I gather that there may be some differences in functionality offered, but that it’s probably not much. So I presume performance is the biggest area of difference. In that regard: how big are the differences in performance for each category’s representative workloads?

legg0myegg0 · on Sept 20, 2020

Before the latest optimization, and only using 1 core, vs. SQLite we were seeing 133x performance on a basic group by or join, and about 4x for a pretty complex query. It was roughly even to Pandas in performance, but it can scale to larger than memory data and now it can use multiple cores! As an example, I could build views from 2 Pandas DataFrames with 2 columns and 1 million rows each, join them, and return the 1 million row dataset back to Pandas in 2 seconds vs. 40 seconds with SQLite/SQLAlchemy... Pretty sweet. DuckDB is going to be even faster now I bet!

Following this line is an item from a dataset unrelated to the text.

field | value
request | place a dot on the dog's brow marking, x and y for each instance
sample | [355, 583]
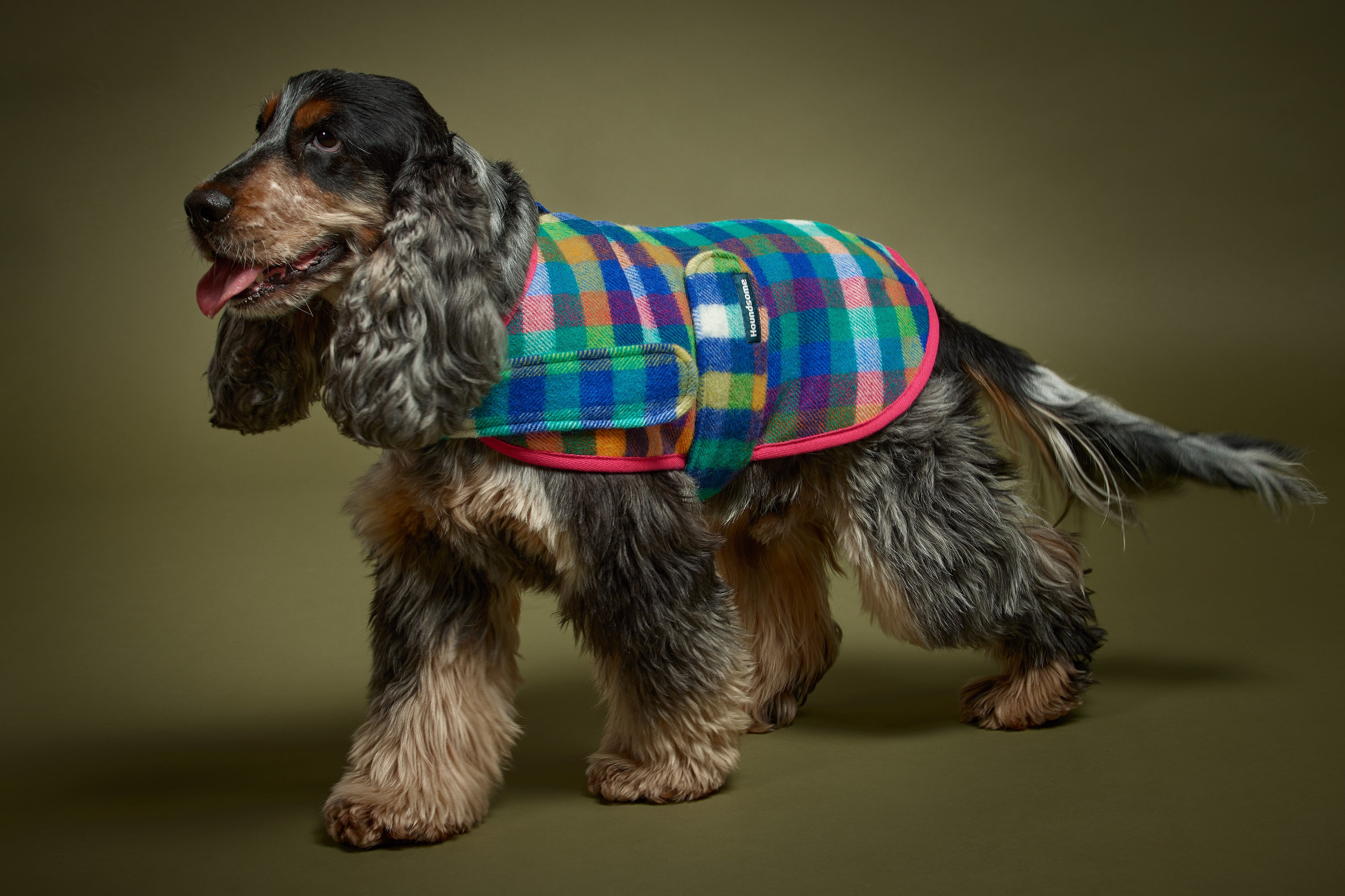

jmatthews · on Sept 21, 2020

Have you compared this to dask from a performance standpoint? That is the larger than memory solution we're currently using for analytics.

chrismorgan · on Sept 20, 2020

How about the other way? When will SQLite perform better than DuckDB?

FridgeSeal · on Sept 20, 2020

If your workload is lots of singular INSERT or UPDATE’s.

greggyb · on Sept 20, 2020

I routinely see order of magnitude or greater improvements moving analytical workloads to compressed, columnstore engines vs rowstore engines.

The shortest useful description I can give of what constitutes an analytical workloads is that it is table-scan-heavy, and often concerned with a small subset of columns in a table.

FridgeSeal · on Sept 21, 2020

To add to the other comment (albeit with different DB’s because I haven’t used DuckDB yet) comparing MSSQL and Clickhouse: similar hardware and same dataset, CH responds in ~30-60ms, MSSQL 300-400+ ms for simpler queries. 90-180ms vs several seconds, up to about 30s for more complex queries.

I could add more indices to MSSQL and do all sorts of query optimisations, but out of the box the OLAP wins hands down for that workload.